1.5G describes transitional systems such as Digital AMPS that combined analog and digital elements.

== 2G ==

2G introduced digital encryption for calls, efficient use of spectrum, and services such as SMS and MMS.
The first commercial 2G network, using the GSM standard, was launched in Finland by Radiolinja (now Elisa Oyj) in 1991.

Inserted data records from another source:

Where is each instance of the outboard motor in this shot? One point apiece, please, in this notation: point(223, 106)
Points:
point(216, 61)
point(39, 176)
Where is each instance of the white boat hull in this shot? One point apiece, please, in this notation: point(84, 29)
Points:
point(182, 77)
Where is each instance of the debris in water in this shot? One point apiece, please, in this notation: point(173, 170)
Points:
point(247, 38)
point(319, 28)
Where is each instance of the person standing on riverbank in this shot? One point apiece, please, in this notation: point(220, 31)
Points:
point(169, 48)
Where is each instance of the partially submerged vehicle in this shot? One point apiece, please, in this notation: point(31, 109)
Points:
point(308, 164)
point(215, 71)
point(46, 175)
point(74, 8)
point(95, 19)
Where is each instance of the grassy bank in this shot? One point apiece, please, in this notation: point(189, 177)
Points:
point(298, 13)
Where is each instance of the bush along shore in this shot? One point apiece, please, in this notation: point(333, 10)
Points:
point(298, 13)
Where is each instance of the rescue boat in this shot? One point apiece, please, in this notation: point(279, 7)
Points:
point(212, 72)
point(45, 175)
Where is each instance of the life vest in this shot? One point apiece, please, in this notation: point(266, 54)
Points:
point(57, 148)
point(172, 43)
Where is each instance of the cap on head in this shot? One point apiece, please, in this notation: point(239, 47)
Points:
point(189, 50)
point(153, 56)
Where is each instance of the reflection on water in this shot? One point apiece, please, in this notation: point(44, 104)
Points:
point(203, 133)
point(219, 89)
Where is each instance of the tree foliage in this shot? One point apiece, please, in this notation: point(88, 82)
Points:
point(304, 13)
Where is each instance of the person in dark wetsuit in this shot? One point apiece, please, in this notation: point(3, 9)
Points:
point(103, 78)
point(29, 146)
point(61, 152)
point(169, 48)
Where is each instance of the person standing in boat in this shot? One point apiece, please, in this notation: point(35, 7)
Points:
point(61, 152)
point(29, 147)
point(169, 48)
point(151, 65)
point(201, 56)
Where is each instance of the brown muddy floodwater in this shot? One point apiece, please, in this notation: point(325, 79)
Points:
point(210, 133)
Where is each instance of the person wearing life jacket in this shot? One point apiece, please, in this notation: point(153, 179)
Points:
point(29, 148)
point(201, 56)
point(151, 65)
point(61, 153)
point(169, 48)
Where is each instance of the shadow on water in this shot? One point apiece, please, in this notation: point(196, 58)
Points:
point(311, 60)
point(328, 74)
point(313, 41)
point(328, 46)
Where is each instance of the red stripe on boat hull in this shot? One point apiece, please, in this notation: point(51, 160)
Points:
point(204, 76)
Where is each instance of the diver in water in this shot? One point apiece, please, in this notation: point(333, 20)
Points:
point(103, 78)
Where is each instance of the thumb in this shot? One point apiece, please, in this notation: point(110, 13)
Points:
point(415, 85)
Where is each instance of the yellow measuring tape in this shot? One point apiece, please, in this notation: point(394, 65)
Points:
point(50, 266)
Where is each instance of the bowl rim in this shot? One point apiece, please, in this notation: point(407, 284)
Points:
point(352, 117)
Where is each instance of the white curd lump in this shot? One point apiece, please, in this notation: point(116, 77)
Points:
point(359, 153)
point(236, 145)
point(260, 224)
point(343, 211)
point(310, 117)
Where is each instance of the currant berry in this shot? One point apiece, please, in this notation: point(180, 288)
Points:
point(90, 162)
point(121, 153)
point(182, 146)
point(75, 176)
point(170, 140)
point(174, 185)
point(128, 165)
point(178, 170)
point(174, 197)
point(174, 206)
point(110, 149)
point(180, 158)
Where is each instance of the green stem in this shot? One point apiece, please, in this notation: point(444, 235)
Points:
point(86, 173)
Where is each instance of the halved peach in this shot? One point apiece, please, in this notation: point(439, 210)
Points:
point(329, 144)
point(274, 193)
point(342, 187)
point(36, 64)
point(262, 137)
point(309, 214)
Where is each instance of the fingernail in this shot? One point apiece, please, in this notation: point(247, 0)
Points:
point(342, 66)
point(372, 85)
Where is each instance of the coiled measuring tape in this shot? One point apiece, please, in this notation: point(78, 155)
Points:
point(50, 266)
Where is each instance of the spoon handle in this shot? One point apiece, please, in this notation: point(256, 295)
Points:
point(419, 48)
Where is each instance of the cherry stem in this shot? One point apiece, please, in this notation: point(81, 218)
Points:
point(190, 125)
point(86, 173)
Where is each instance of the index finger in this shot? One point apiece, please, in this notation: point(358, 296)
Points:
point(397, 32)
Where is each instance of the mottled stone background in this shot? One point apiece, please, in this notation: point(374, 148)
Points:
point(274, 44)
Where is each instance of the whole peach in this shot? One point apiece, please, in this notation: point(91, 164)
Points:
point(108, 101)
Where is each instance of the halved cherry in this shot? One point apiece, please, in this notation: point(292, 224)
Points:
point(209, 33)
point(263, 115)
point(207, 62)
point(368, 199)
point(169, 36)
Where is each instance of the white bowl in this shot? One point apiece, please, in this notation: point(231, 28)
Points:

North American standards IS-54 and IS-136 (Digital AMPS) used TDMA with three time slots in each 30 kHz channel, supporting three compressed calls in the same spectrum as one analog call under AMPS.
IS-95 (CDMAOne) was the first CDMA-based digital cellular standard, developed by Qualcomm and adopted by the Telecommunications Industry Association in 1995.

=== 2.5G ===

2.5G systems added a packet-switched domain alongside circuit-switched operation, enabling GPRS mobile data.

=== 2.75G ===

GPRS networks evolved to EDGE with the introduction of 8PSK modulation.

== 3G ==

3G standards introduced data rates of at least 144 kbit/s and later supported several Mbit/s, enabling mobile broadband for smartphones and modems.
CDMA2000 succeeded cdmaOne (IS-95) and was deployed in North America, East Asia, and Oceania. Variants included CDMA2000 1xRTT for voice and 1xEV-DO for data.
The first 3G networks appeared in 1998.

=== 3.5G ===

3.5G covered technologies that improved 3G performance, such as High-Speed Downlink Packet Access (HSDPA) and Evolved High Speed Packet Access.

=== 3.75G ===

HSPA+ (Evolved HSPA) was the final stage of 3G evolution.

== 4G ==

4G provided broadband Internet access for mobile devices, supporting IP telephony, high-definition video, and real-time communication.
LTE and WiMAX were the first 4G implementations. LTE Advanced met the full 4G standard. The first LTE networks launched in Oslo and Stockholm in 2009.

=== 4.5G ===

4.5G, also called LTE-Advanced Pro, increased throughput and reduced latency using carrier aggregation and massive MIMO.

== 5G ==

5G is the successor to 4G and IMT Advanced. It provides lower latency, higher data rates, and large-scale device connectivity.
The Next Generation Mobile Networks Alliance defined key performance targets such as gigabit speeds in dense areas and high connection density.
3GPP developed the 5G NR (New Radio) specification with frequency ranges FR1 (<6 GHz) and FR2 (mmWave).

== 6G ==

6G research began in the late 2010s. It is expected to use frequencies between 100 GHz and 3 THz, offering terabit data rates but limited range.
Commercial deployment is projected for 2030.